今日は子ども祝福礼拝です。教会では、子どもの対象は小学生までということになります。私がこの教会に来た時に小学生以下であった子どもたちも、9年が経ち、現在では、高校生や中学生になりました。みんなが神様に守られ、まさに神様の祝福のうちに、ここまで大きく成長できたことを、感謝したいと思います。

少し前の話になりますが、9月に東ブロックの子どもキャンプ゚に行きました。「子どもキャンプ」という集まりでしたが、少子化が広がる今の社会を表すように、子どもは4人、大人は20人程と、子どもの5倍ほどの大人がいました。どちらかと言えば大人の山登りといった状態であったのでした。ただ、そのような中で篠栗教会の伊藤先生が「神様からすればみんな子どもです」と言われたことから、その通り、何歳になっても、私たちは神様の子どもなのだと思いました。
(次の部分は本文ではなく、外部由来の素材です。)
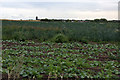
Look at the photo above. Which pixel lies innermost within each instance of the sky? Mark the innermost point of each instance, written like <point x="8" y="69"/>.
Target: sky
<point x="59" y="9"/>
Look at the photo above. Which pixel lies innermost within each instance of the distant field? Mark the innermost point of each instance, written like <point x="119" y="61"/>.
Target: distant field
<point x="75" y="31"/>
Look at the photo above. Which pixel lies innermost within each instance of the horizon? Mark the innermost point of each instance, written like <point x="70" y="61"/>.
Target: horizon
<point x="82" y="10"/>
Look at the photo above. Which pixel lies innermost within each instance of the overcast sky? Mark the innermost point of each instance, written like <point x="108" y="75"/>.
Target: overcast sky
<point x="59" y="9"/>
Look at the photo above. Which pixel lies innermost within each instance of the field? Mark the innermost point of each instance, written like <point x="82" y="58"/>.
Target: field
<point x="75" y="31"/>
<point x="35" y="60"/>
<point x="60" y="50"/>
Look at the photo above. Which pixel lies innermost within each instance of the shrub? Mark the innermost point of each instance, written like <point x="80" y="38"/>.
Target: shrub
<point x="60" y="38"/>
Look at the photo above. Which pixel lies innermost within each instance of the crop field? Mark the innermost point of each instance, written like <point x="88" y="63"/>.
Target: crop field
<point x="75" y="31"/>
<point x="35" y="60"/>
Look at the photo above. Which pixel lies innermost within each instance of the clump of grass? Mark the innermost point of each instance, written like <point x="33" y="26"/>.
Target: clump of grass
<point x="60" y="38"/>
父なる神様が、御子イエス・キリストを先頭に、私たちすべての人間を自らの大切な子どもとして見ていて下さる。それこそ、私たちが、どれほど年をとったとしても、神様は私たちの事を自分の愛する子どもとして、見守っていて下さるのです。私たちの教会も、子ども、それこそ小学生以下となると、数人となりますが、その子どもたちも含め、中学生・高校生に成長した皆さん、また青年の方々、そして、壮年会、女性会の皆さんも、いくつになっても、私たちは、神様に見守られて愛されていること、神様の慈しみが注がれていることを覚えたいと思います。

 

2:  自由とは

今日は、この神様に祝福され、守られている者である、私たちが「自由」に生きるということを共に考えていきたいと思います。

今日の聖書において、パウロとシラスは牢に入れられ、足には木の足かせをはめられたのです。パウロとシラスは肉体的自由を奪われました。しかし、二人は、神様を賛美し、神様に祈ったのです。「賛美」とは、神様への感謝であり、神様の栄光を歌うことです。パウロとシラスは、何か良いことがあったから、何か良いものをもらったから神様を賛美したのではありませんでした。パウロとシラスは、投獄され、むち打ちの刑を受けて、それでもどのような状況にあっても、神様が共にいて、守ってくださっていることを信じていた。心に自由を得ていたのです。そして、そのように自由を与えてくださる神様を賛美したのです。

 

皆さんにとって、「自由」とはどのような意味をもつでしょうか。このことは、子どもから大人になっていくなかで必ずぶつかる一つの壁だと思います。いわゆる思春期は、親から離れ、自分というアイデンティティを構築していく時期となります。自分を探し、自分とは何なのか、その存在意義、生きている意味を探していく。そして、それが一つの成長と繋がっていくのです。子どもから、中学生、高校生と成長した皆さん、また青年の皆さんは、このような中「自由」とは何だと考えているでしょうか。または大人になった皆さん、皆さんは「自分の存在意義」「自分にとっての自由」というものは見つかったでしょうか。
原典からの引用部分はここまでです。